Inne, „okołomuzealne” atrakcje Bergen
Poza wyżej wymienioną piątką warto wspomnieć jeszcze o mieszącym się w starym szpitalu Muzeum Trądu (tak – TRĄDU), Targu Rybnym (wyglądającym obecnie jak miniaturowa, norweska wersja ultra-hipsterskiej Hali Koszyki w Warszawie) oraz o położonej na wyspie posiadłości Ollego Bulla – skrzypka, o którym nigdy nie słyszałem, mieszkającego swego czasu w budynku zwanym „małą Alhambrą”. Łatwo sobie wyobrazić, że nie jest to przedstawiciel architektury minimalistycznej…
Część bergeńskich muzeów (jak na przykład właśnie posiadłość Ollego Bulla) położona jest poza ścisłym centrum miasta. W ich przypadku naprawdę warto rozważyć zakup Bargen Card – choćby po to, żeby zaoszczędzić na transporcie. No i dlatego, że wstęp z nią do tych „dalszych” muzeów jest przeważnie darmowy.
Robotę robią też tutejsze kościoły. Paradoksalnie, nieco kapryśna (bo deszczowa) pogoda podczas mojej wizyty sprawiała, że nieco ponure, szare bryły tutejszej architektury sakralnej stawały się bardzo klimatycznymi miejscami. Na tym polu polecam przede wszystkim budowle położone na linii ulic Bryggen – Kong Oscars. Mi najbardziej spodobał się Korskirken (Kościół Krzyża), którego pierwsza wersja stała na swoim miejscu najprawdopodobniej już w XII wieku.

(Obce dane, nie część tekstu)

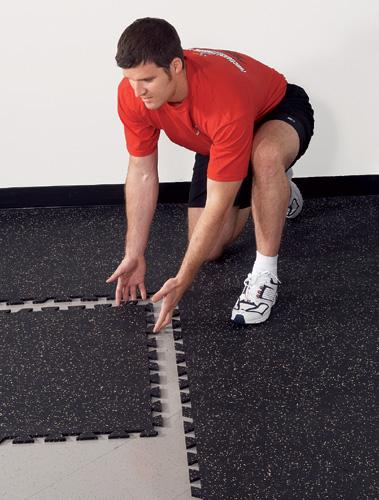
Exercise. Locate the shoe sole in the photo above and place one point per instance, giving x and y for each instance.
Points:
(295, 197)
(240, 320)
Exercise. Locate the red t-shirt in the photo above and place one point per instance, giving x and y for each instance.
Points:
(228, 92)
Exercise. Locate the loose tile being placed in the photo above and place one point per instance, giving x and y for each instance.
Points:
(75, 372)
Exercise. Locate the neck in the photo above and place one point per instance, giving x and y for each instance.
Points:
(181, 90)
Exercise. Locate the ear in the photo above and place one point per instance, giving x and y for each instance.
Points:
(176, 65)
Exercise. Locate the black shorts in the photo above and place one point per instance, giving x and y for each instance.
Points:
(295, 109)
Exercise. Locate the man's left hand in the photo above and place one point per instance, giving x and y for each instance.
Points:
(171, 293)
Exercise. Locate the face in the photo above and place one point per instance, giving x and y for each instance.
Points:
(152, 84)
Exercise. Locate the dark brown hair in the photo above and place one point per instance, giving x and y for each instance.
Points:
(149, 40)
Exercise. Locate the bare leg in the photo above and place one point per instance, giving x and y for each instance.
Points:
(234, 223)
(275, 146)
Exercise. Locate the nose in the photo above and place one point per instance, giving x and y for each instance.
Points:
(139, 89)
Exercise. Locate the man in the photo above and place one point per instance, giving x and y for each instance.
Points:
(244, 122)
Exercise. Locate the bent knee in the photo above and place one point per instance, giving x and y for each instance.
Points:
(267, 160)
(214, 255)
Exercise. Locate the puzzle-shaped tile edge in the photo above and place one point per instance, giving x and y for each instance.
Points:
(188, 425)
(155, 393)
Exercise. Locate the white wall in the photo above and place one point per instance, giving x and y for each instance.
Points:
(58, 81)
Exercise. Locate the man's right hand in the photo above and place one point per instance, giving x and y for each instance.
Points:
(130, 275)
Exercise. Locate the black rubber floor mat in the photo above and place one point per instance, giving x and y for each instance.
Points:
(287, 409)
(70, 252)
(74, 372)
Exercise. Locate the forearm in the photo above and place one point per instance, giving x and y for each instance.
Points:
(141, 194)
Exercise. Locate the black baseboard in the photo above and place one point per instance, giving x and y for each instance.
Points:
(170, 192)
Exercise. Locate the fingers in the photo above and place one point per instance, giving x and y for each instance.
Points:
(142, 290)
(133, 292)
(166, 288)
(115, 275)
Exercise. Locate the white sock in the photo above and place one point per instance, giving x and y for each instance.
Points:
(263, 263)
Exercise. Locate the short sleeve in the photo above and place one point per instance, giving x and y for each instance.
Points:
(141, 137)
(231, 151)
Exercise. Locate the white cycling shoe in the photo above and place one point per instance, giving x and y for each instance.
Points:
(255, 302)
(295, 203)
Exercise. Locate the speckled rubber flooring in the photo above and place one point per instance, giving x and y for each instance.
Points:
(283, 410)
(70, 252)
(74, 372)
(287, 409)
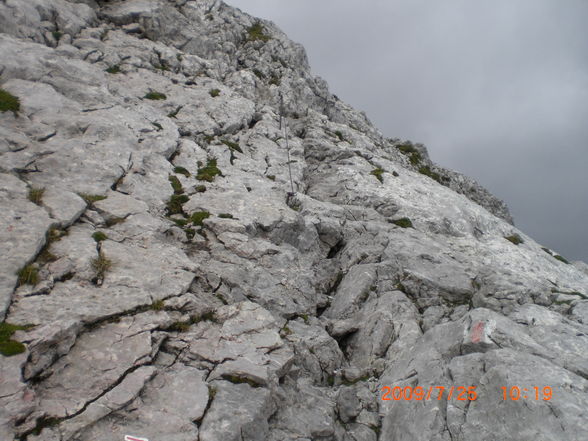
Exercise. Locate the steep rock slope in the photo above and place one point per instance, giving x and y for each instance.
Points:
(166, 281)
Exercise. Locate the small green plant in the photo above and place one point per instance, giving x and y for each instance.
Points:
(164, 67)
(175, 112)
(378, 172)
(407, 148)
(198, 217)
(180, 222)
(10, 347)
(155, 96)
(36, 195)
(256, 32)
(101, 265)
(232, 145)
(426, 170)
(99, 236)
(415, 158)
(285, 331)
(275, 80)
(9, 102)
(209, 172)
(29, 275)
(176, 184)
(114, 69)
(413, 154)
(259, 74)
(175, 203)
(403, 222)
(182, 171)
(91, 198)
(114, 220)
(514, 238)
(158, 305)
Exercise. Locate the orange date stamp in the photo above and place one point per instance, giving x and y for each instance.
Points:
(461, 393)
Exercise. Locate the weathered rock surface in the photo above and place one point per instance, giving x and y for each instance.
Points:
(190, 273)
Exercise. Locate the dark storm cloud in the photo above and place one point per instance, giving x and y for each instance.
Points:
(497, 90)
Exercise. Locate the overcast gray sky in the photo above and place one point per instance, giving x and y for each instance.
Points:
(497, 90)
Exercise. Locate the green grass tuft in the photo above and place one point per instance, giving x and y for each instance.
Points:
(9, 102)
(403, 222)
(175, 112)
(176, 184)
(175, 204)
(514, 238)
(198, 217)
(232, 145)
(259, 74)
(256, 32)
(10, 347)
(36, 195)
(275, 80)
(182, 171)
(158, 305)
(113, 69)
(209, 172)
(99, 236)
(378, 172)
(155, 96)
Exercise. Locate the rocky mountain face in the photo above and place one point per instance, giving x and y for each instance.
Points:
(163, 277)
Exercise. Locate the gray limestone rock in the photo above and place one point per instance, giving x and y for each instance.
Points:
(192, 275)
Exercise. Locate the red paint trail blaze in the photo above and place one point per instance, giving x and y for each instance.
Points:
(477, 332)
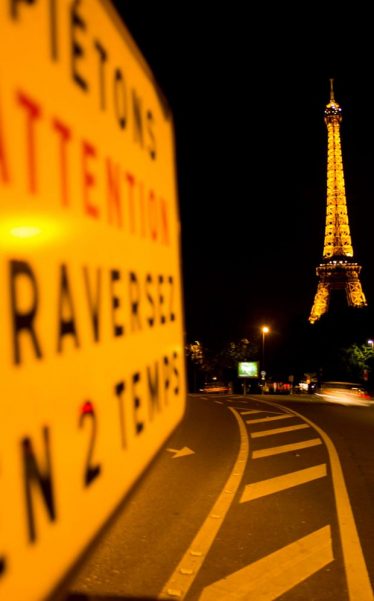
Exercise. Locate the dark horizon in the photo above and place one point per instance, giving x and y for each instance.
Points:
(251, 149)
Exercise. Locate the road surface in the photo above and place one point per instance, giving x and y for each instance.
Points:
(252, 498)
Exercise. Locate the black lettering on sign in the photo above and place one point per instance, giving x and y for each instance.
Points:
(77, 52)
(171, 299)
(115, 275)
(23, 319)
(91, 472)
(66, 317)
(93, 301)
(176, 373)
(139, 425)
(2, 566)
(166, 368)
(161, 298)
(119, 90)
(138, 118)
(53, 28)
(119, 389)
(35, 478)
(103, 57)
(152, 146)
(134, 295)
(14, 6)
(152, 317)
(153, 382)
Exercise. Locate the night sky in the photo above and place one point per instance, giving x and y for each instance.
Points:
(247, 92)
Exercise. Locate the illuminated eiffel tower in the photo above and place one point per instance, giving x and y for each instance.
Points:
(338, 269)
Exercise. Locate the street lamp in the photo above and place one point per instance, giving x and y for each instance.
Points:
(264, 330)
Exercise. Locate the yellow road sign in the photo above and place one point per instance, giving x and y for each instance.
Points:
(91, 346)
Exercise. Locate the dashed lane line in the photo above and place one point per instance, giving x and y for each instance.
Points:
(358, 581)
(275, 574)
(263, 420)
(274, 431)
(286, 448)
(186, 571)
(255, 490)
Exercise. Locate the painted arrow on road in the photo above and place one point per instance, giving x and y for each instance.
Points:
(181, 452)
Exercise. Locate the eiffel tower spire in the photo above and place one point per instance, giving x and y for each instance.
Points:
(338, 269)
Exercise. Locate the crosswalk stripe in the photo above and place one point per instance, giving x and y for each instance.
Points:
(278, 430)
(273, 485)
(277, 573)
(286, 448)
(269, 419)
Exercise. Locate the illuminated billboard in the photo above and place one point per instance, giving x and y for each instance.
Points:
(248, 369)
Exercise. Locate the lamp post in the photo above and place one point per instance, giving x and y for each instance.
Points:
(264, 330)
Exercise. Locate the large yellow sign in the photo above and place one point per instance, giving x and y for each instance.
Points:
(91, 326)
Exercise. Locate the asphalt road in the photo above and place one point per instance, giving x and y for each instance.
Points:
(257, 497)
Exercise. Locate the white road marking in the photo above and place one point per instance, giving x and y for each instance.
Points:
(190, 564)
(278, 430)
(358, 581)
(273, 485)
(269, 419)
(181, 452)
(277, 573)
(286, 448)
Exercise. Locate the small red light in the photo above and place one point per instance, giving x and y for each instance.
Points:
(87, 408)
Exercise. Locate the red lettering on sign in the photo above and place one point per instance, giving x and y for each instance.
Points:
(33, 112)
(64, 133)
(131, 181)
(88, 151)
(4, 172)
(113, 193)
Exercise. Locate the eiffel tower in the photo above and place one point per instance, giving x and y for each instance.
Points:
(338, 269)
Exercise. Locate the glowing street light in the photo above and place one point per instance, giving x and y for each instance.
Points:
(264, 330)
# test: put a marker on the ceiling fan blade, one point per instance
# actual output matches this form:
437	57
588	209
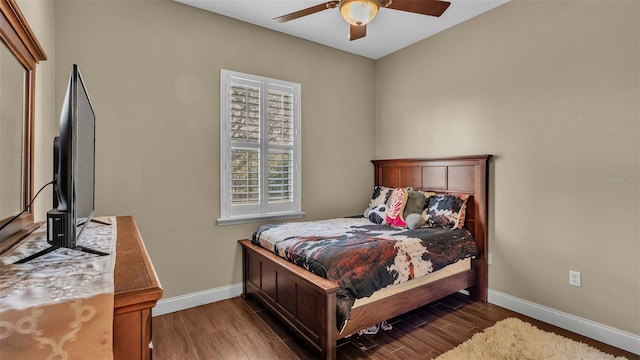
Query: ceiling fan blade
357	32
307	11
425	7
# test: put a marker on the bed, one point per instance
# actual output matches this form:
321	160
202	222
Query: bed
307	303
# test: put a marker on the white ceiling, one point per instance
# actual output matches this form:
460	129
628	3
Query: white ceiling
390	30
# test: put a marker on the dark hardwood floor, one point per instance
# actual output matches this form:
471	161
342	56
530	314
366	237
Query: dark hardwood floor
243	329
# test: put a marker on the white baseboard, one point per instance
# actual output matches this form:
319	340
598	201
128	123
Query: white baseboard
603	333
203	297
591	329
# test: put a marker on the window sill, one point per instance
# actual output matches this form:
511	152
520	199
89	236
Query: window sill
259	218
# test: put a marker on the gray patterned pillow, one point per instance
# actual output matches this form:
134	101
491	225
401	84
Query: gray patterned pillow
446	210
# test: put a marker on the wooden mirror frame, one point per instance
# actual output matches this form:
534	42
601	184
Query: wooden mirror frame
21	41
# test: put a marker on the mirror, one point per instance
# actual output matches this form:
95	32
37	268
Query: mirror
12	121
20	51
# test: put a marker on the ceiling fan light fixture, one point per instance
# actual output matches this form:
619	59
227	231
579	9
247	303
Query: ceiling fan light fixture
359	12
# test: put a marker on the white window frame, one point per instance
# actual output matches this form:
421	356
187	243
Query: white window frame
262	211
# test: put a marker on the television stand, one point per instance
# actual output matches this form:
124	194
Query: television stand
95	221
55	247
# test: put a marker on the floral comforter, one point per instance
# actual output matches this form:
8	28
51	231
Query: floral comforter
363	257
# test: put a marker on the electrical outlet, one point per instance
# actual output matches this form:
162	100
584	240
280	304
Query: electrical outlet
575	278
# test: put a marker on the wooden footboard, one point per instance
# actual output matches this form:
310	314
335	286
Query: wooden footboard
304	301
307	302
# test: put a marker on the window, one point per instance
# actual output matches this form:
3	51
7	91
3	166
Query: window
259	148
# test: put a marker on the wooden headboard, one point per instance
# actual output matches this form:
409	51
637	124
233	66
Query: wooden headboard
466	175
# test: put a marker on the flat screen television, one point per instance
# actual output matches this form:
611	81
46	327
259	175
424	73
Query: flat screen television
74	166
73	170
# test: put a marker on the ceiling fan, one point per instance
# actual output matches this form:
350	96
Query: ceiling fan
358	13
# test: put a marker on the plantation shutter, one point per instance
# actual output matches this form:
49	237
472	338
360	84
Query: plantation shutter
260	148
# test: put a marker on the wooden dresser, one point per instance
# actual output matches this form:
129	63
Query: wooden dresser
137	290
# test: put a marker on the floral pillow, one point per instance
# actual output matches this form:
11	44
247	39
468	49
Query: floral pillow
381	195
446	210
396	206
377	214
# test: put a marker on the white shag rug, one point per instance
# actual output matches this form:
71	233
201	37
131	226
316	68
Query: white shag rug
514	339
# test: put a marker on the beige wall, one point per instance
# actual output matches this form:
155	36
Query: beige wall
152	70
552	90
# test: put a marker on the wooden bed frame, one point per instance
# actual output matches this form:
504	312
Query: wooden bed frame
307	302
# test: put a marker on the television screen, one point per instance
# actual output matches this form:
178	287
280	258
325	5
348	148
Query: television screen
74	166
73	171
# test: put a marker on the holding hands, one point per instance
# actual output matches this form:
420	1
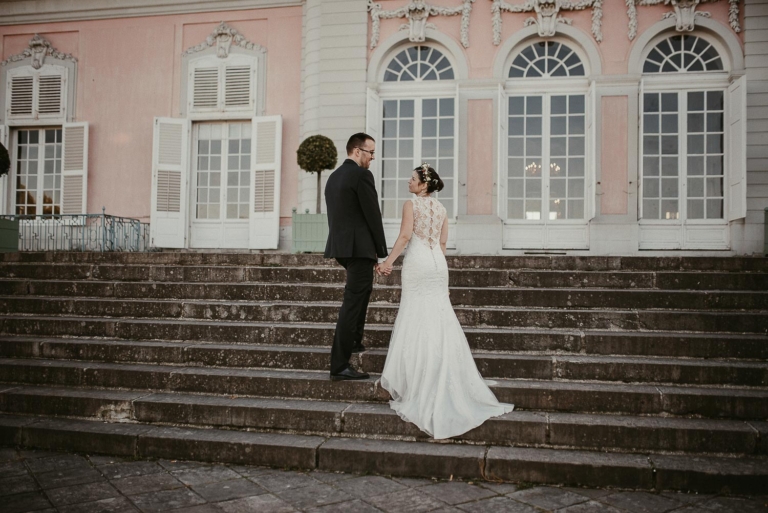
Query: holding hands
384	268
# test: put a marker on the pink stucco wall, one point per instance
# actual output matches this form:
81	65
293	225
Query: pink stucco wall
129	72
479	172
482	54
613	156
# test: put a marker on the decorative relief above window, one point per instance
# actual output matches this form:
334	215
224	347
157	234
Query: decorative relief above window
546	59
224	74
38	49
417	12
548	15
680	54
419	63
684	12
34	84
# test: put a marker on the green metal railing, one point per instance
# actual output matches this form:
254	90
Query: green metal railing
80	232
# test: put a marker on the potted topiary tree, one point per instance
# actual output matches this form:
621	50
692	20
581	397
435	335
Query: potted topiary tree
9	228
310	231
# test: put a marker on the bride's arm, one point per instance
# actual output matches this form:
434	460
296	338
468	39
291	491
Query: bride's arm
444	235
406	230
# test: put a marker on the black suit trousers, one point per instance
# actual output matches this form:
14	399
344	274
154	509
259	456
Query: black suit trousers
351	323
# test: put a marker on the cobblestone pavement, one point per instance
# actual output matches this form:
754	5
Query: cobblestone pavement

Jeśli ktoś ma za dużo kasy, to może rozważać zwiedzenie Bergen na Segwayach (i z przewodnikiem) – taka forma przemieszczania się po mieście w celach turystycznych robi się w Europie coraz bardziej modna, chociaż cena podobnej wycieczki nadal zwala z nóg skuteczniej niż sam Segway. Przygotujcie się na wydatek rzędu 650 koron. Przewodnik prowadzący Was na własnych nogach to opcja dużo tańsza: po Bryggen i „skoligaconych” muzeach oprowadzi Was za 150 koron, a po najważniejszych atrakcjach całego Bergen – za 130. Ta ostatnia opcja to też dobry wybór dla osób nieradzących sobie z angielskim – w Bergen pracuje/mieszka naprawdę dużo Polaków, a niektórzy z nich zarabiają na życie właśnie jako przewodnicy.
Wreszcie, w Bergen jest też dość mocno reklamowy escape room (konkretniej: Escape Bryggen). Głupio mi było iść do niego samemu, bo pewnie bym w nim umarł, ale to ciekawa opcja na rozrywkę alternatywną, tym bardziej że znajduje się on w sercu Bryggen. Wejściówka to 300-450 koron na osobę (w zależności od liczebności grupy), a Bergen Card zapewni Wam 20% rabatu. Drugi escape room w okolicy to Escape Hunt. Ten z kolei oferuje 35% zniżki, jeśli przy rezerwacji online wpiszemy kod Student35.
generalnie nigdzie nie byłem i niczego nie widziałem, ale sobie popiszę to i owo o tym. Brawo
Można się zdziwić, ilu blogerów podróżniczych pisze o miejscach, w których faktycznie nawet nie byli ;). Ja przynajmniej pisałem o tym wprost :). Ponadto, mimo wszystko polecam lekturę wpisów sprzed okresu krótszego niż 7 lat – sporo się w tym czasie zmieniło, także w moim podejściu ;).